Acquia raises $15 million series D

I'm thrilled to announce that Acquia has received $15 million in its fourth round of funding -- that is about twice as much as any of our earlier rounds (series A, series B, series C). Our previous investors affirmed their confidence by participating in this round; they were joined by Tenaya Capital, which has roots in both the San Francisco Bay Area and our home turf of Boston. Tenaya brings more than money: Tenaya's Brian Paul will join our Board of Directors as well.

This is an incredibly exciting time to be at Acquia. Since the series C last November, our staff size has almost doubled, from 70 to 130. We're bursting out of our office space and will be moving to a bigger, 35,000 square feet office soon. We needed all those people to service our thousand-plus enterprise customers, and to plan for the future with new initiatives, such as Dev Cloud and the newly revised Acquia Network. We broke revenue records in Q1 and Q2 this year, following an extremely successful 2010.

Fundraising rounds usually occur either when a company is doing very well, or when it's doing very badly. When it's doing well, investors want to get in on the action to score big. When it's doing badly, current investors hope to turn it around to avoid losing everything they'd already put into it. By all measures, Acquia is doing very well, and this round of funding only confirms that. This is what is called a "growth round", with the money directed toward two objectives:

  • Increase sales and marketing, particularly outside the U.S.. It's clear that there are tremendous opportunities for enterprise Drupal outside of the U.S., as our partners prove every day. We'll start by focusing on Western Europe, but are already planning expansion into Asia.
  • Acquire talent and products that complement Acquia's own. These "acquia-sitions" (as we jokingly call them) will continue to beef up our staff, expand our product offerings, and respond to requests we've gotten over our three and a half years in business.

Acquia's growth is a testament to the growth of Drupal; we'll continue to give back to the Drupal community in everything what we do. Acquia wouldn't have made it this far without our customers, our partners, our employees and our friends. Thank you!


Nik Roberts (not verified):

Fantasic news, Dries! This is a sure sign that there is confidence in the large and buoyant market that's out there for Drupal services. And the investment that you and Acquia put into Drupal will keep on building that confidence.

I hope you're all having a glass of something fizzy.

July 20, 2011
PIerluigi (not verified):

This is a good new for all the Acquia Partners too. We benefit of your growth and at the same time we hope to bring value to your company supplying every day high professional Drupal services to our clients.

Cin cin

July 20, 2011
Jamie (not verified):

Congrats for your continued and seemingly exponential growth! Do you have any plans to establish a UK/Western European office at some stage if your business growth outside of the US goes well?

July 20, 2011
Chris Brookins (not verified):

Hi Jamie, we have had a UK office for some time now :) It is very important to our growth.

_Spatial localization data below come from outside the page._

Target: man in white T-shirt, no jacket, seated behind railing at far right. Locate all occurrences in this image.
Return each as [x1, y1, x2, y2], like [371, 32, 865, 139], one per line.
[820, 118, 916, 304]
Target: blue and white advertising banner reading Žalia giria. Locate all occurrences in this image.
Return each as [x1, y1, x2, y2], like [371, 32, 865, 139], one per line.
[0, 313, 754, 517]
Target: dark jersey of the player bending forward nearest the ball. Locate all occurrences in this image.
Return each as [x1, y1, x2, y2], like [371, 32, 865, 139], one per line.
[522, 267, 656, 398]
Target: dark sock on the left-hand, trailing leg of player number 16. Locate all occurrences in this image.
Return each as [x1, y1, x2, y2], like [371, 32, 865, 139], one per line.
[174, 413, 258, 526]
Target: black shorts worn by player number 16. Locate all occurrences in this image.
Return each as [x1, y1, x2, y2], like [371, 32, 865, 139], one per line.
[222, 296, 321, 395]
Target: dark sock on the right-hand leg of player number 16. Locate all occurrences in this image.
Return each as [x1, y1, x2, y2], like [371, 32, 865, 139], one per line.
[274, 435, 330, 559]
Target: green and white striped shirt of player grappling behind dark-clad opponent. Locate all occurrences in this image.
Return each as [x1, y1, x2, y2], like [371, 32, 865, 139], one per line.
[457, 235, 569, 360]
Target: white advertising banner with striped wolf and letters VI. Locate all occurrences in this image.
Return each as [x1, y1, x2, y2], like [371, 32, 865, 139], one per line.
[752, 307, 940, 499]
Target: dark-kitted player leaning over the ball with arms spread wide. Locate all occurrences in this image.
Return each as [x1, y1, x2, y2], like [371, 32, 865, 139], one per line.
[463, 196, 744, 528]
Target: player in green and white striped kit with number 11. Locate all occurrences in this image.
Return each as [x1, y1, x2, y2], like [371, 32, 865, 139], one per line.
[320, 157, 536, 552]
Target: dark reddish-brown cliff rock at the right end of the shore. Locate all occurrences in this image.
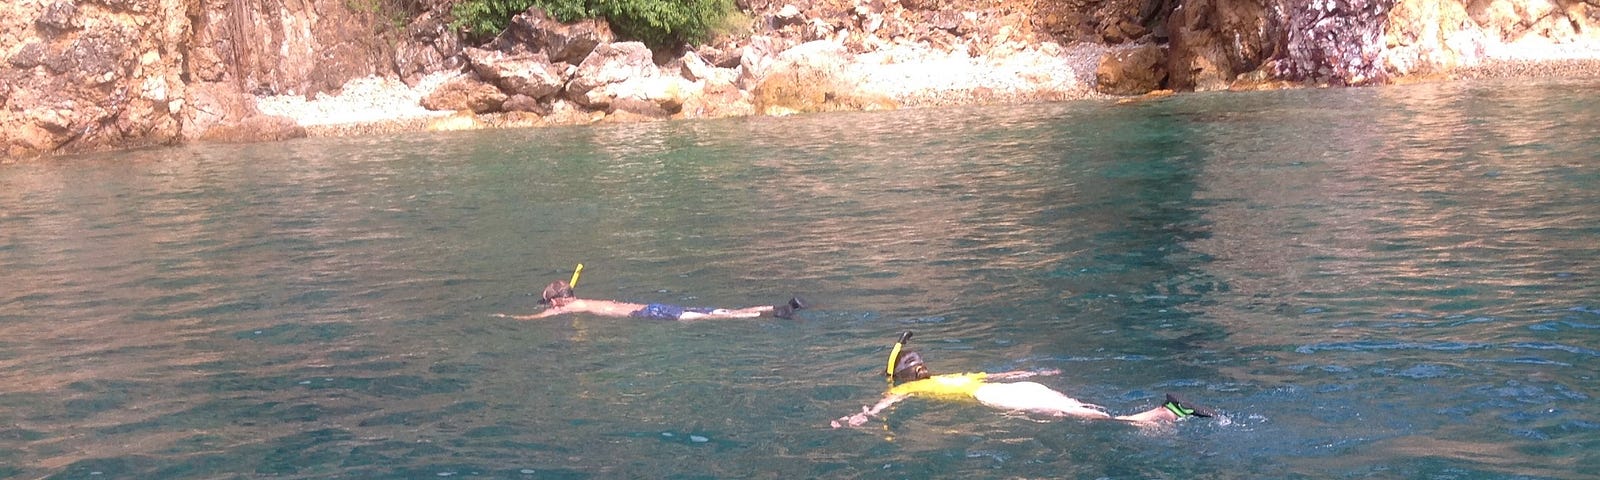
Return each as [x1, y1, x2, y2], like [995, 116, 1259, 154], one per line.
[1163, 0, 1600, 91]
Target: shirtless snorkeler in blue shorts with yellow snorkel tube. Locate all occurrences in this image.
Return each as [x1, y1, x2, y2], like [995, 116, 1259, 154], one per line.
[494, 280, 806, 322]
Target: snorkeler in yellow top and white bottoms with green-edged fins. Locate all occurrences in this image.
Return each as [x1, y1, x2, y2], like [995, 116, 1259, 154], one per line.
[832, 331, 1216, 429]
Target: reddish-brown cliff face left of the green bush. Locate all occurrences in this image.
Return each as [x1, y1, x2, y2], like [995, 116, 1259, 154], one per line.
[0, 0, 461, 157]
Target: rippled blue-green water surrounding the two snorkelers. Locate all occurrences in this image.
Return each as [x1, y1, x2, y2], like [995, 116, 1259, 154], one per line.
[0, 80, 1600, 478]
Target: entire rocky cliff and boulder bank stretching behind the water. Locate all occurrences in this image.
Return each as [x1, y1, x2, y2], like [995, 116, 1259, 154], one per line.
[0, 0, 1600, 157]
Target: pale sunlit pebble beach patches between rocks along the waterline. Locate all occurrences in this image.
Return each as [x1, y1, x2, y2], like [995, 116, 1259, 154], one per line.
[256, 43, 1600, 136]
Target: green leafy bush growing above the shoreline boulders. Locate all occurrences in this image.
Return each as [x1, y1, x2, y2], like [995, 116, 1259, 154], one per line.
[450, 0, 734, 46]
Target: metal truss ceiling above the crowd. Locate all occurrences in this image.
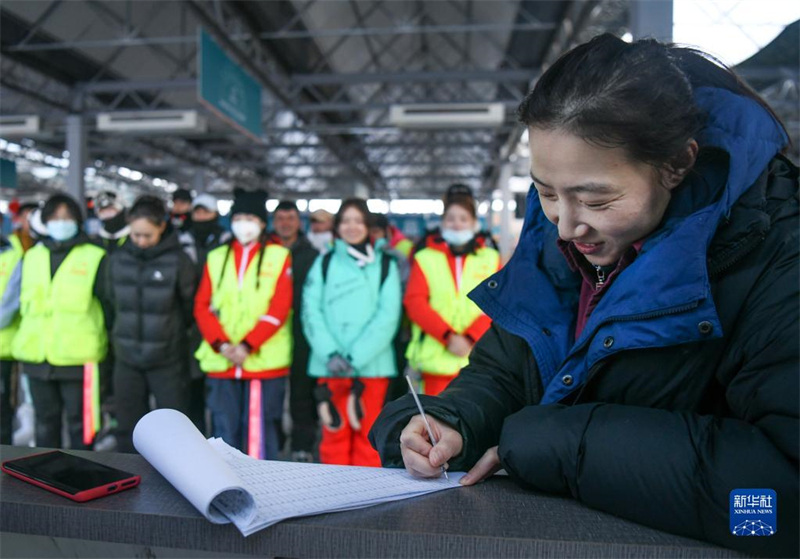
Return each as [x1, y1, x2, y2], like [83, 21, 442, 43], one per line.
[0, 0, 627, 199]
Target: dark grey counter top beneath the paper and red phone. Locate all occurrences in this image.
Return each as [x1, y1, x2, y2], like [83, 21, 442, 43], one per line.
[0, 446, 742, 557]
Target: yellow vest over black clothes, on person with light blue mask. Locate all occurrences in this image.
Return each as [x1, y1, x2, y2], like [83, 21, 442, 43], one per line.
[12, 243, 108, 367]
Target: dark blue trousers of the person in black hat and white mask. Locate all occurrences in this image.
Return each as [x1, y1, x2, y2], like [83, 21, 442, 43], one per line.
[206, 377, 286, 460]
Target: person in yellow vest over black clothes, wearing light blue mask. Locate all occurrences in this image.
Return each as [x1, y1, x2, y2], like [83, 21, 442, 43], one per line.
[0, 194, 110, 449]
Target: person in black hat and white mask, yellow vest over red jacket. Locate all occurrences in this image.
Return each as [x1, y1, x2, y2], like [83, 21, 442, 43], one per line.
[194, 189, 292, 460]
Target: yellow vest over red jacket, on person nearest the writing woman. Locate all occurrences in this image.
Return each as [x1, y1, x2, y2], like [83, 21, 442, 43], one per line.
[406, 247, 500, 375]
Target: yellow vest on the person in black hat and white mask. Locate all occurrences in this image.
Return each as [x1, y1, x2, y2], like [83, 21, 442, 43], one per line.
[195, 244, 292, 376]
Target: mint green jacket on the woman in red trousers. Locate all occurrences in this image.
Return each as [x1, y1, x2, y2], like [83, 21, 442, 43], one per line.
[301, 239, 402, 378]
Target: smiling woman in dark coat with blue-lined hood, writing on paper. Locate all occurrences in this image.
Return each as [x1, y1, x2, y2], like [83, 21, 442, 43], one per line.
[370, 35, 800, 556]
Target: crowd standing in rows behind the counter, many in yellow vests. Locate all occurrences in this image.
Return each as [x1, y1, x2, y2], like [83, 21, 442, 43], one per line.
[0, 185, 500, 466]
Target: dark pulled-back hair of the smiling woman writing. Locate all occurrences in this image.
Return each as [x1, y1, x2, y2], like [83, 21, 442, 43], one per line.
[518, 33, 780, 175]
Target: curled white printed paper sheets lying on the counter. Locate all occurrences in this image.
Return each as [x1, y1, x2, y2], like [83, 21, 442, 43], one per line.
[133, 409, 464, 536]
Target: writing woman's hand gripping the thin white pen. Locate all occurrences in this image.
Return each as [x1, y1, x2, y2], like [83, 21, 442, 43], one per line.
[400, 415, 464, 478]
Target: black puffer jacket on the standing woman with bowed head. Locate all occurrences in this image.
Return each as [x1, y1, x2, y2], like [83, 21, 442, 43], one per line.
[109, 229, 196, 367]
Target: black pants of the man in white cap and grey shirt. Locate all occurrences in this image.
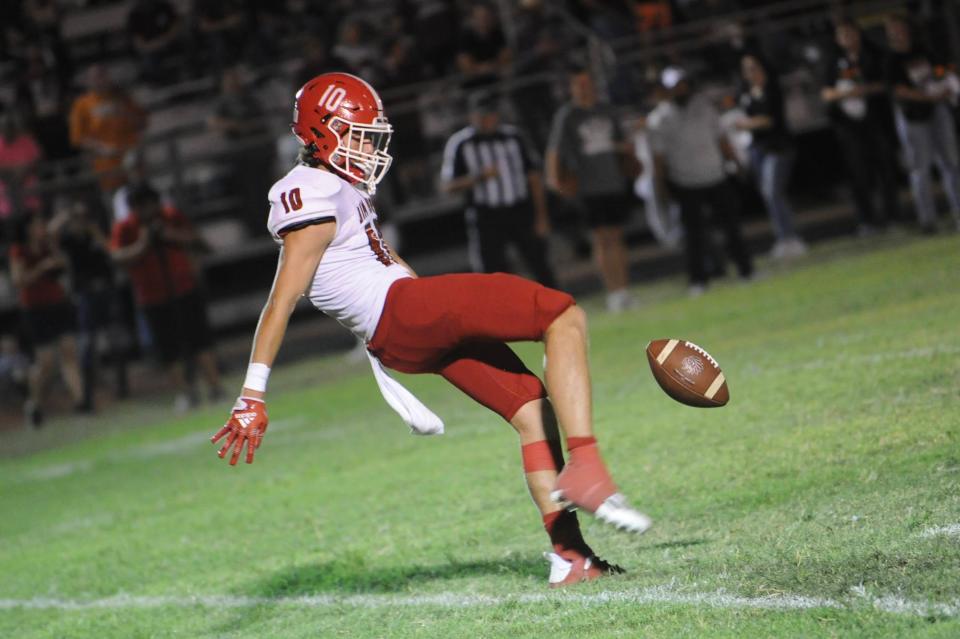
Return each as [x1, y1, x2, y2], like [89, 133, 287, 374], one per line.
[670, 180, 753, 285]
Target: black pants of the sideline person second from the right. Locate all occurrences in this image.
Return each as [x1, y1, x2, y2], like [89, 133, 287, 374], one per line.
[834, 120, 900, 225]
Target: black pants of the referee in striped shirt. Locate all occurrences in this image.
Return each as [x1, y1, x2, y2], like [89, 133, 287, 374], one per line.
[467, 202, 556, 288]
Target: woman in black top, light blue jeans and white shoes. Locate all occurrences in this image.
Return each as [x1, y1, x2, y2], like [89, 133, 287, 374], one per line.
[736, 53, 807, 259]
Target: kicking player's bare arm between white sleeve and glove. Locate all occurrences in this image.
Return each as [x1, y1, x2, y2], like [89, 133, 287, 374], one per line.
[243, 222, 337, 398]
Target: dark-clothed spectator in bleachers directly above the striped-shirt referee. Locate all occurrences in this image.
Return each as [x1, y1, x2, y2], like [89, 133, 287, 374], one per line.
[457, 2, 512, 87]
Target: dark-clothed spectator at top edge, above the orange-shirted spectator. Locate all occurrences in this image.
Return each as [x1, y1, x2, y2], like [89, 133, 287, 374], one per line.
[127, 0, 182, 83]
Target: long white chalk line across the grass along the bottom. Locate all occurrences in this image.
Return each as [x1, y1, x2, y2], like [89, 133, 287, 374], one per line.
[0, 586, 960, 617]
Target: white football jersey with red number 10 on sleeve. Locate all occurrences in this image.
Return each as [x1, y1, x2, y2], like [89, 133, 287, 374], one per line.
[267, 164, 410, 341]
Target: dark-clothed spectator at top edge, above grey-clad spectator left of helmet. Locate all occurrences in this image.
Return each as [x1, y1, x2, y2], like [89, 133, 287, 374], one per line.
[193, 0, 248, 73]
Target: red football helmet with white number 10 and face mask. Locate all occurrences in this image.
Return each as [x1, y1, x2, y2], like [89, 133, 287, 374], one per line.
[290, 73, 393, 195]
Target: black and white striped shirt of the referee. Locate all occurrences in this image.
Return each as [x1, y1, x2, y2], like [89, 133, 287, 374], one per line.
[440, 124, 540, 208]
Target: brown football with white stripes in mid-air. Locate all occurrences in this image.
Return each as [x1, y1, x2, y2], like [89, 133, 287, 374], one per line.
[647, 339, 730, 408]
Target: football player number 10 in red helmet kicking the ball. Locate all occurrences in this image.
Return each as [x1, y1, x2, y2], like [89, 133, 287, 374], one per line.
[211, 73, 650, 586]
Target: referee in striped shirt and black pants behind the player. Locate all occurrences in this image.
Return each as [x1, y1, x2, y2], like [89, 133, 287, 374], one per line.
[441, 94, 556, 288]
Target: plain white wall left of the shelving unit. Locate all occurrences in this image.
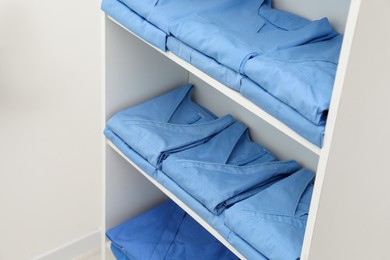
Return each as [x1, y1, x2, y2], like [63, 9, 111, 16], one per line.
[0, 0, 102, 260]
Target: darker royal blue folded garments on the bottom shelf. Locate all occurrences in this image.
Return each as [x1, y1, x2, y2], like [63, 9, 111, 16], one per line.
[107, 200, 238, 260]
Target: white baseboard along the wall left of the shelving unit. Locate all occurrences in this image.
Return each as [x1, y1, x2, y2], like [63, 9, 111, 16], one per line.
[31, 229, 102, 260]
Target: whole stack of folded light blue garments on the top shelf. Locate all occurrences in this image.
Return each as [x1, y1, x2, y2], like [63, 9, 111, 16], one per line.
[102, 0, 342, 147]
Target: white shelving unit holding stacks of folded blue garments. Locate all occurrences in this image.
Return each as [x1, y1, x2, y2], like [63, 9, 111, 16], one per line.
[102, 0, 390, 259]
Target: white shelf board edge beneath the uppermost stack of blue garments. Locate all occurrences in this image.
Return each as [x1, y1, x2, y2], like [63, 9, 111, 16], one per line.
[108, 16, 321, 155]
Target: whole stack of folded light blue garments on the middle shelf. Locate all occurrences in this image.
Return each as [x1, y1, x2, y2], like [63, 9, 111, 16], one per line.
[105, 84, 314, 259]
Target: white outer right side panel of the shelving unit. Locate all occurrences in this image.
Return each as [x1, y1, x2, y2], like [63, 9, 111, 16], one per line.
[302, 0, 390, 260]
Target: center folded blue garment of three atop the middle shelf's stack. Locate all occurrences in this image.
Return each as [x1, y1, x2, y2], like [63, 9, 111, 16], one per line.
[162, 120, 300, 214]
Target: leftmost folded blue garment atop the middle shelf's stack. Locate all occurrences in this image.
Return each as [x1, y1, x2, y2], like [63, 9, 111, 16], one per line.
[107, 84, 235, 167]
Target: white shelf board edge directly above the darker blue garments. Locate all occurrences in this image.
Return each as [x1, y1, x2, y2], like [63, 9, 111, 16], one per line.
[106, 140, 245, 259]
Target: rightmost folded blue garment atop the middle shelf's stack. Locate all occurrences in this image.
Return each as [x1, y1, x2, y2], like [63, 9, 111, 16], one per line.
[225, 169, 314, 259]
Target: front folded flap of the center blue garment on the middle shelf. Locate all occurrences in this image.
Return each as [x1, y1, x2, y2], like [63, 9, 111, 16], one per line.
[162, 155, 299, 214]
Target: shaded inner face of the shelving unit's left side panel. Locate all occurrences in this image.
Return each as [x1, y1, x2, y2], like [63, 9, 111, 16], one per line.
[104, 15, 188, 232]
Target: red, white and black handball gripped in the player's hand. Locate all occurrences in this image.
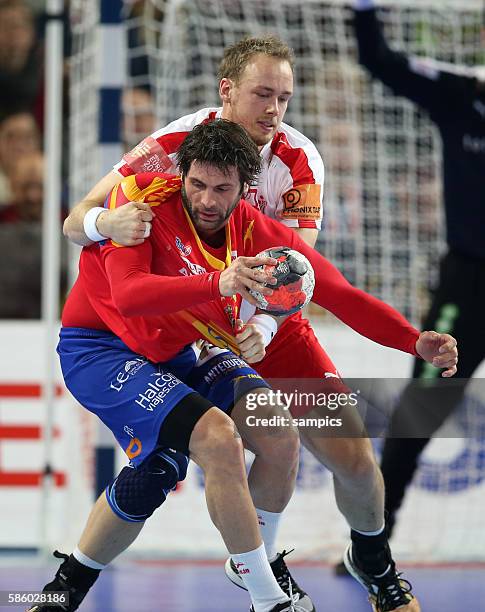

You can see maps of all Acquia offices at the bottom of this page and you can see the jobs we are hiring for in the EU here

July 20, 2011
Hadi Farnoud (not verified):

Great news! I'm sure that means a lot to the whole Drupal community :)

July 20, 2011
Mike Johnston (not verified):

Congratulations on the success of Acquia. The company has come quite far over the last while and it's nice to see adoption and continued growth is on the rise.

July 20, 2011
palik (not verified):

Great to hear that Acquia is in so good shape!

Could you put some scope (maybe in future blog posts) on two things - 1) which were the key success factors in Acquia and 2) how do you manage service calls, mainly incidents - what is really important here - response times, escalation, early detection or maybe prevention?